Nous devons nous assurer que le nouveau modèle et les nouvelles règles permettront une distribution durablement plus juste des richesses, et un système économiquement plus résilient. Cela passera notamment par des règles d’encadrement des versements des dividendes afin d’affecter le reste des moyens à la transition sociale et écologique. C’est une condition sine qua non pour permettre à nos entreprises de résister aux prochaines crise. (Amis de la Terre, ATTAC, CGT, Greenpeace, FSU, Solidaires…, Lettre à Bruno Le Maire, 29 mars)

Les bureaucrates de la CGT, de Solidaires et de la FSU, au côté d’associations protectionnistes et malthusiennes, se bornent à supplier le gouvernement que, temporairement, les entreprises capitalistes ne versent pas de bonus aux PDG (mais leurs « salaires » mirobolants resteraient honorés) et gardent les dividendes de l’exercice antérieur au lieu de les verser aux possesseurs des actions.

Si les groupes capitalistes conservent les dividendes promis aux actionnaires, les profits de la période antérieure restent en totalité aux mains de l’autre fraction des capitalistes, les manageurs (les PDG et leur état-major). Ainsi, ceux-ci disposeront d’encore plus d’argent pour se rémunérer et les grandes firmes françaises pourront plus facilement racheter des entreprises étrangères ou les entreprises locales en difficulté.
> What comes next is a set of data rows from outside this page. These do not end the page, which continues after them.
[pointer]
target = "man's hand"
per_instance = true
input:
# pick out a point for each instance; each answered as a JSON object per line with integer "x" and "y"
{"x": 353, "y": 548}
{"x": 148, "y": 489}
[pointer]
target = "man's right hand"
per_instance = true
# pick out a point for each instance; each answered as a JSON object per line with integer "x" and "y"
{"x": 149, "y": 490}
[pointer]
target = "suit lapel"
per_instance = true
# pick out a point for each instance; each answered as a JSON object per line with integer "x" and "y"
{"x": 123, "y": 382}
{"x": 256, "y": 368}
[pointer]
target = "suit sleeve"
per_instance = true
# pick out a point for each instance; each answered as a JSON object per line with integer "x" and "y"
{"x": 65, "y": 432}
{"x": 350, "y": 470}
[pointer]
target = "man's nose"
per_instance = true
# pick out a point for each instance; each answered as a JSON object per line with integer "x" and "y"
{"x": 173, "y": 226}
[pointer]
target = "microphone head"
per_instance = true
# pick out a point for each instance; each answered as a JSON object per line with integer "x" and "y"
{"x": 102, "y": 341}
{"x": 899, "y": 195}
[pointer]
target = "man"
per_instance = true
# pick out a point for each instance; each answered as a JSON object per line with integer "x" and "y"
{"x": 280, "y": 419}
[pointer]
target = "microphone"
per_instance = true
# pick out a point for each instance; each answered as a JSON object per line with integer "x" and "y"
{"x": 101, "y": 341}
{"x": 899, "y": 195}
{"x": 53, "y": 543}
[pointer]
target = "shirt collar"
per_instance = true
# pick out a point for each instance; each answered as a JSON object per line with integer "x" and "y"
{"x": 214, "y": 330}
L’objectif de la supplique au ministre de l’économie de Macron est de « permettre à nos entreprises de résister aux prochaines crises ». Mais d’où sortent les « crises » inévitables ? La récurrence des crises économiques n’est-elle pas une caractéristique du capitalisme ? « Nos entreprises », disent la CGT, la FSU et Solidaires ? Mais à qui appartiennent-elles, actuellement ? Certainement pas aux travailleurs !

Dans l’intérêt du plus grand nombre, il faut réquisitionner, sans plus tarder et sans indemnité, les cliniques privées, les groupes pharmaceutiques ou de matériel médical, les hôtels pour y héberger les sans-abris et les malades les moins graves.
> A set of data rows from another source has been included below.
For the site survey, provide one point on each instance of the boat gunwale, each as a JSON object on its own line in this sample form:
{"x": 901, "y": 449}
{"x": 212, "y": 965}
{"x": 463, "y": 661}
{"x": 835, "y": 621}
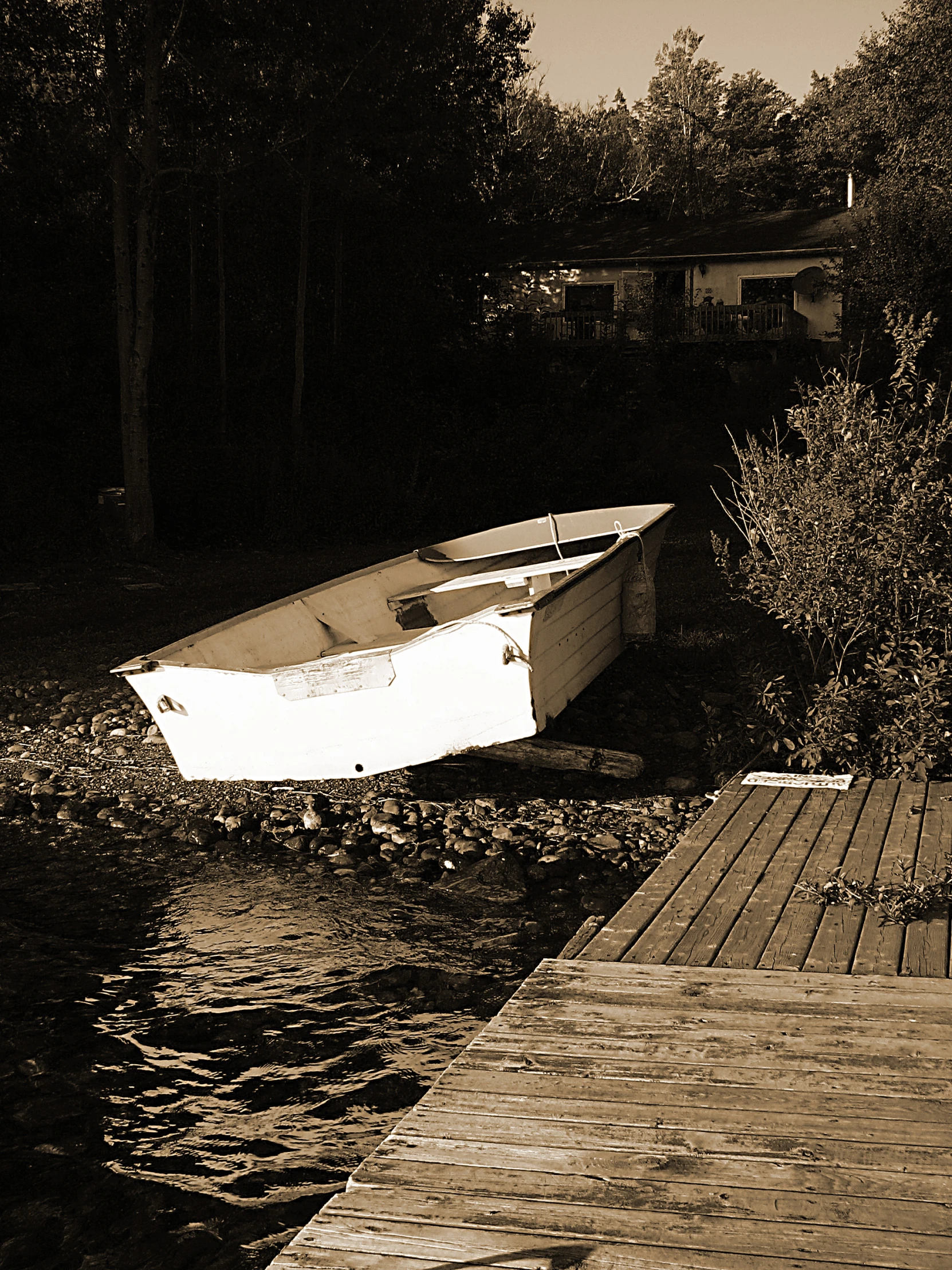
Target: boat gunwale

Pour raréfier l’apparition des agents pathogènes et limiter leur propagation, il faut suspendre la destruction des forêts tropicales et mettre en cause l’élevage industriel, il faut instaurer une coopération internationale scientifique, médicale et technique pour la connaissance des virus, des bactéries, des prions, pour la recherche de vaccins, de médicaments antiviraux et de nouveaux antibiotiques.

Cela implique de socialiser les moyens de production, de planifier démocratiquement la production en fonction des besoins de la population. Il faut pour cela une révolution sociale qui renverse les États bourgeois, exproprie les groupes capitalistes, fait dépérir les frontières.